I'm trying to detect star-forming regions in galaxies, so the background mesh is done with few pixels in order to detect only this star-forming emission. I'm running SExtractor with the following setup: DETECT_MINAREA = 7 DETECT_THRESH = 3 FILTER_NAME = default.conv (equivalent to gaussian kernel with FWHM=2 and dimension (3, 3)) BACK_SIZE = 2 BACK_FILTERSIZE = 3
This configuration gives the following background, background_rms and segmentation images:
If I have understood correctly, I need to build my own Background2D to introduce part of the galaxy emission on it. For so, I built my photutils Background2D map with the following code: from astropy.io import fits from astropy.convolution import Gaussian2DKernel from astropy.stats import gaussian_fwhm_to_sigma, SigmaClip from photutils import SExtractorBackground, detect_sources, Background2D
galaxy = fits.open(galaxy_file)[1].data sigma_clip = SigmaClip(sigma=3) bkg_estimator = SExtractorBackground() back = Background2D(galaxy, box_size=2, filter_size=3, sigma_clip=sigma_clip, bkg_estimator=bkg_estimator)

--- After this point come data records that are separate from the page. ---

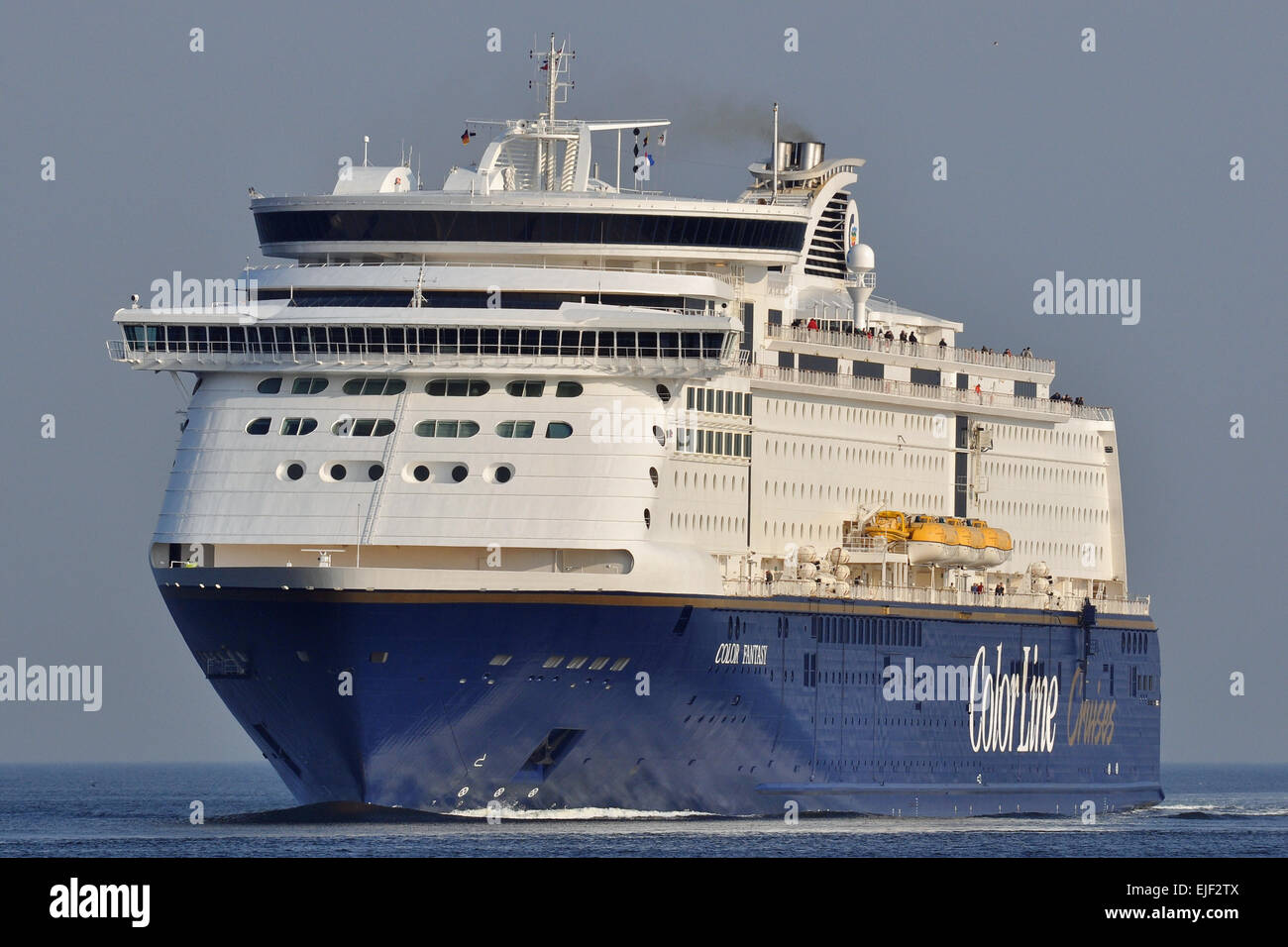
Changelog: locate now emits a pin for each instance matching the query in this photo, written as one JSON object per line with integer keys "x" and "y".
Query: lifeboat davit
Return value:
{"x": 952, "y": 541}
{"x": 997, "y": 543}
{"x": 889, "y": 523}
{"x": 931, "y": 543}
{"x": 970, "y": 541}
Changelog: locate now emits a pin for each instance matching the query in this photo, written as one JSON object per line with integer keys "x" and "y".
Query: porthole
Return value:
{"x": 498, "y": 474}
{"x": 374, "y": 385}
{"x": 290, "y": 471}
{"x": 299, "y": 425}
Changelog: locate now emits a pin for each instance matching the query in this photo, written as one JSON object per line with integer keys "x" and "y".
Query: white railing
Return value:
{"x": 911, "y": 594}
{"x": 915, "y": 350}
{"x": 910, "y": 389}
{"x": 378, "y": 356}
{"x": 500, "y": 264}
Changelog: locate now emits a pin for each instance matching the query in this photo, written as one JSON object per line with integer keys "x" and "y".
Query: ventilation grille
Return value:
{"x": 825, "y": 254}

And now for detecting the regions I use: threshold = back.background + (3*back.background_rms) sigma = 2 * gaussian_fwhm_to_sigma # FWHM = 2. as SExtractor default kernel kernel = Gaussian2DKernel(sigma, x_size=3, y_size=3) kernel.normalize()
seg = detect_sources(galaxy, threshold, npixels=7, filter_kernel=kernel)

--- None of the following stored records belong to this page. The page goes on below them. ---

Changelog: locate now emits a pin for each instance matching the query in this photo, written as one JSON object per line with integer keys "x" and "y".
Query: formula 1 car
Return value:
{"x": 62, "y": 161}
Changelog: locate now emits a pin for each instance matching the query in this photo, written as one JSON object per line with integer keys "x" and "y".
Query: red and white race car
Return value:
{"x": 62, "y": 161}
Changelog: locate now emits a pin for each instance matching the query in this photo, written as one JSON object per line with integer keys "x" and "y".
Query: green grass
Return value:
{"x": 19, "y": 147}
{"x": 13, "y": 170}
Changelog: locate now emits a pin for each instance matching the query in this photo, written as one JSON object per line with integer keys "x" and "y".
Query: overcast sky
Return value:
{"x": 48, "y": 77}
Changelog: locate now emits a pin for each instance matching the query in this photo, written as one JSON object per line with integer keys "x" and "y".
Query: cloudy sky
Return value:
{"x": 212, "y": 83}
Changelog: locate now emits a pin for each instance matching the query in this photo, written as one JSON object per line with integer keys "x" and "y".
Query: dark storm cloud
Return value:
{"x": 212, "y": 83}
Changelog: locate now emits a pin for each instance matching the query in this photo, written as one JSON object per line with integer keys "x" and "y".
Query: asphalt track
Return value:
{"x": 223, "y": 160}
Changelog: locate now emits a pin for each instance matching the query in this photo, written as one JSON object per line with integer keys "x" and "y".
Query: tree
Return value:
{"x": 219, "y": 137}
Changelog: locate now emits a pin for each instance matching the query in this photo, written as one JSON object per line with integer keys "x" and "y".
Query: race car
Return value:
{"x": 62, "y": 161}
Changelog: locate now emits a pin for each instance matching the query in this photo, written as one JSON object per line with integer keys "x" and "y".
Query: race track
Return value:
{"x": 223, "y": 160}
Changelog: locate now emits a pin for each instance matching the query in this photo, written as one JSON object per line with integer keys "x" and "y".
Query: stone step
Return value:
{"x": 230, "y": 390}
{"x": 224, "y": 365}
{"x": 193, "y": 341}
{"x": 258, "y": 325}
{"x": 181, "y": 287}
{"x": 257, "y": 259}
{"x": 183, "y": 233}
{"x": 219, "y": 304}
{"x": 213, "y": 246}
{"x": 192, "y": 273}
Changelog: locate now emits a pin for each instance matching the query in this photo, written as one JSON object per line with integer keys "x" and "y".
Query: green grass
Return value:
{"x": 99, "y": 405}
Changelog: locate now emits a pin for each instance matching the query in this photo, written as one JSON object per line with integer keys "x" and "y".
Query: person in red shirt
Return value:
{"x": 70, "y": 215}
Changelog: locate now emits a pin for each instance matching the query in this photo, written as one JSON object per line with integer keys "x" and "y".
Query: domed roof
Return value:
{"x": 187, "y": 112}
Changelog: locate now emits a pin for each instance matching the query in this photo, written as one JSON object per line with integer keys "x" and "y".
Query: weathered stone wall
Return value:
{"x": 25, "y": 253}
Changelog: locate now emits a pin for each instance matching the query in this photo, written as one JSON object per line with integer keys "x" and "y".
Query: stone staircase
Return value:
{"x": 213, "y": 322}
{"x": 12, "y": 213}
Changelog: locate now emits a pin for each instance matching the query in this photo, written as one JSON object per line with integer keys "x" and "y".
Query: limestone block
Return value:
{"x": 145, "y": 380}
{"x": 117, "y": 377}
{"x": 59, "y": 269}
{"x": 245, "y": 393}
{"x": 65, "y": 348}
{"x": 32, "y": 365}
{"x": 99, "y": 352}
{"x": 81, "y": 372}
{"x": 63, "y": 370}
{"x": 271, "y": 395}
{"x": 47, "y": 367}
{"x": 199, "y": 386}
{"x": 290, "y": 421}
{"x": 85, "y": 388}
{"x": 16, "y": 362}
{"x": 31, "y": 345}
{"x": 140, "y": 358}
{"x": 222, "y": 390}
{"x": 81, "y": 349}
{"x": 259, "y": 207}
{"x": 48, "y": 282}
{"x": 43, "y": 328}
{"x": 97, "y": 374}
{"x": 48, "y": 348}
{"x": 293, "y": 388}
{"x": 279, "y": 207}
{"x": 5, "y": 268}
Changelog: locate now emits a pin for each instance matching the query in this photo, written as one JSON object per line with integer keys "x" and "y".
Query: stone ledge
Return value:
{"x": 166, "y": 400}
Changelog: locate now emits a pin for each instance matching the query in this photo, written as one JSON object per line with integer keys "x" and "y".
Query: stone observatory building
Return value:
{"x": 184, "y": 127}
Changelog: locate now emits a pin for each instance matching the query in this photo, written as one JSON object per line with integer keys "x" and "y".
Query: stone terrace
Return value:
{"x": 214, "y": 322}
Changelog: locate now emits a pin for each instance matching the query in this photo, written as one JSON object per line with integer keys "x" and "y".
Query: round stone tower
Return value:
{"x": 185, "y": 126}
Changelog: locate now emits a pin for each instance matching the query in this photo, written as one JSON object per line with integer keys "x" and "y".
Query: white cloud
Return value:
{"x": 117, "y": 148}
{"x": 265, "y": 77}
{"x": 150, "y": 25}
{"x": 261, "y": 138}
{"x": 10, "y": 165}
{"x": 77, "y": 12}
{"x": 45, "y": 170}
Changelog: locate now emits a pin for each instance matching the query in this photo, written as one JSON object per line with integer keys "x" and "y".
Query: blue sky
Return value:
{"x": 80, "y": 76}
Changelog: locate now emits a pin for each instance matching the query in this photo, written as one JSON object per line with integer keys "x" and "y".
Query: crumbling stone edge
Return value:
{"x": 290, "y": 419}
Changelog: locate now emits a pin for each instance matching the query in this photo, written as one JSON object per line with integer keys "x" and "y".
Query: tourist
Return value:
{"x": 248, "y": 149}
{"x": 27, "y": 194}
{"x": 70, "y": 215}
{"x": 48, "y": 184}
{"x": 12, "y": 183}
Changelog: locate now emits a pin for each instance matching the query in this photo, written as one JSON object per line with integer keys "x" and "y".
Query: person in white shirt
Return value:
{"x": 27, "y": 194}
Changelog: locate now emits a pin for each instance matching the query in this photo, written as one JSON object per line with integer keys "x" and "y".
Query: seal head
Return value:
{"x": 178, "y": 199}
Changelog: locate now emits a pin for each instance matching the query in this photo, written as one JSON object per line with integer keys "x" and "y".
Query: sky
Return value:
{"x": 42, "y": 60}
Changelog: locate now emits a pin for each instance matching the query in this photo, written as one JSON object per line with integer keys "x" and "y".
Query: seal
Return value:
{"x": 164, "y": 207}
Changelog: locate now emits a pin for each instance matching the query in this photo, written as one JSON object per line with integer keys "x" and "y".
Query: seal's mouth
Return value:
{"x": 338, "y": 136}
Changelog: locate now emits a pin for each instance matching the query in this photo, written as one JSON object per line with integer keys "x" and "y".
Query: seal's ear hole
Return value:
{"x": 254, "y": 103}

In this case, I get the following background, background_rms and segmentation images:
The background and background_rms are quite similar, but they don't cover the same range of values. I think that is the main reason why I don't have source detection when using photutils. I also tried to find the sources with the SExtractor background and background_rms maps into the photutils routine. Then some detection is found but it doesn't match with the first SExtractor segmentation, as shown below:
Any idea about the problem? Is there something I did wrong? Many thanks!
@macastronomy I don't see anything wrong with what you did. This is a tricky use case where both the detections and fluxes are very sensitive to the background estimate. It doesn't surprise me that slight differences in background could possibly lead to no detections (photutils and SExtractor background algorithms are very similar but not identical). However, I don't understand the differences where you used the SExtractor background. The photutils and SExtractor basic detection routines should be the same given the same inputs (however, the deblending routines are different). SExtractor does detection/deblending together, so that's one difference, but I don't think that's an issue here. There could be a small difference between the smoothing kernels. To check this, you could load the SExtractor default.conv
kernel as an array and pass that to filter_kernel
in photutils. I would need your actual data to investigate this in detail.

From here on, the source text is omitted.